# Military Aviation Art Wallpapers: Hi Res



## lazarus998 (Oct 15, 2011)

Hi All,

First off just to say its great to aboard such a great site. I only discovered it by accident yesterday and have been glued to it since.

Anyway, heres a bunch of great wallpapers for your desktop, all are 1680 x 1050 or higher.

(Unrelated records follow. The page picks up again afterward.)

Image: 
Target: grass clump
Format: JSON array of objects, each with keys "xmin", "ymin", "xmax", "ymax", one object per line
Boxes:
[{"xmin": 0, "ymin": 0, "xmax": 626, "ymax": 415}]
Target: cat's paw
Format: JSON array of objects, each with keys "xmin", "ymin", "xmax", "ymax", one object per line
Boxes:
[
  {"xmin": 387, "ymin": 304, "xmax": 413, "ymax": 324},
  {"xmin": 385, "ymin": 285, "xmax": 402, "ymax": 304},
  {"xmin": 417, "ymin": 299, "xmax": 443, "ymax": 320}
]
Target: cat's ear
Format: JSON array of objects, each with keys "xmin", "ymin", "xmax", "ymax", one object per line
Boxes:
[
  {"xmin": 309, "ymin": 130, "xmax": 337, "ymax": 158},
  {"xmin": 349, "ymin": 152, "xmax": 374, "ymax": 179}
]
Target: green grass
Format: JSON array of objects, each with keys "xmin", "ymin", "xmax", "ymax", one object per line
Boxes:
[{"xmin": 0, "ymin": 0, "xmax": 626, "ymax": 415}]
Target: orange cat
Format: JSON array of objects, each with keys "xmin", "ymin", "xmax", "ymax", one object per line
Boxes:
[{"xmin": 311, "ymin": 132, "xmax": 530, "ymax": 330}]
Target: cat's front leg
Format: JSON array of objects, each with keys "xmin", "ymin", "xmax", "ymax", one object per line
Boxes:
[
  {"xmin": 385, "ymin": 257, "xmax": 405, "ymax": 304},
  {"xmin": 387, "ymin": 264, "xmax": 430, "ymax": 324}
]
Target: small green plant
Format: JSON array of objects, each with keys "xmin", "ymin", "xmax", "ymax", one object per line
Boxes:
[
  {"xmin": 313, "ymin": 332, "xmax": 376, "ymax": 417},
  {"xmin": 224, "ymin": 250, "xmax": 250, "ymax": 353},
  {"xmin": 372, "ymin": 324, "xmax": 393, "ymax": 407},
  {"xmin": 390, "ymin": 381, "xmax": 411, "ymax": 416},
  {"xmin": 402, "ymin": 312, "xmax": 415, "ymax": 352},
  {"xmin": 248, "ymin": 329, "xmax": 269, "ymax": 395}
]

So, thanks for reading and hopefully I'll make many new friends here, I have no doubt there are many kindred spirits here


----------



## lazarus998 (Oct 15, 2011)




----------



## lazarus998 (Oct 15, 2011)




----------



## lazarus998 (Oct 15, 2011)




----------



## syscom3 (Oct 15, 2011)

I have a couple of those prints!


----------



## lazarus998 (Oct 15, 2011)

Great Stuff, these are all Rob Taylors work, he's fantastic, i've a few more to upload by him, then will start on Nick Tudrigan,Gil Cohen and Roy Cross..

hope you liked em..


----------



## Crimea_River (Oct 15, 2011)

Robert Taylor is my favourite as well. I have three of his signed prints. He's retiring this year and his contributions will be missed.


----------



## lazarus998 (Oct 15, 2011)




----------



## lazarus998 (Oct 15, 2011)

thats the last of Rob Taylors work I have...have to say I am gutted he's retiring, but given the body of work he's created, the man deserves a rest!

Can't believe you have THREE signed prints, wow, am guessing they look pretty amazing on the wall. Have to be honest though, he is brilliant but Nick Tudrigan is my favourite...i'll start posting his stuff tomorrow


----------



## Gnomey (Oct 15, 2011)

Good stuff!


----------



## lazarus998 (Oct 23, 2011)

Heres some of Nick Tudrigans work in high def..let me know if you want more posted


----------



## Njaco (Oct 23, 2011)

Welcome to the forum Laz! Could you post your source for the pics? Don't want any legal trouble from the artists. Thanks.


----------



## flyguy72 (Apr 23, 2012)

good stuff!thank you Lazarus!


----------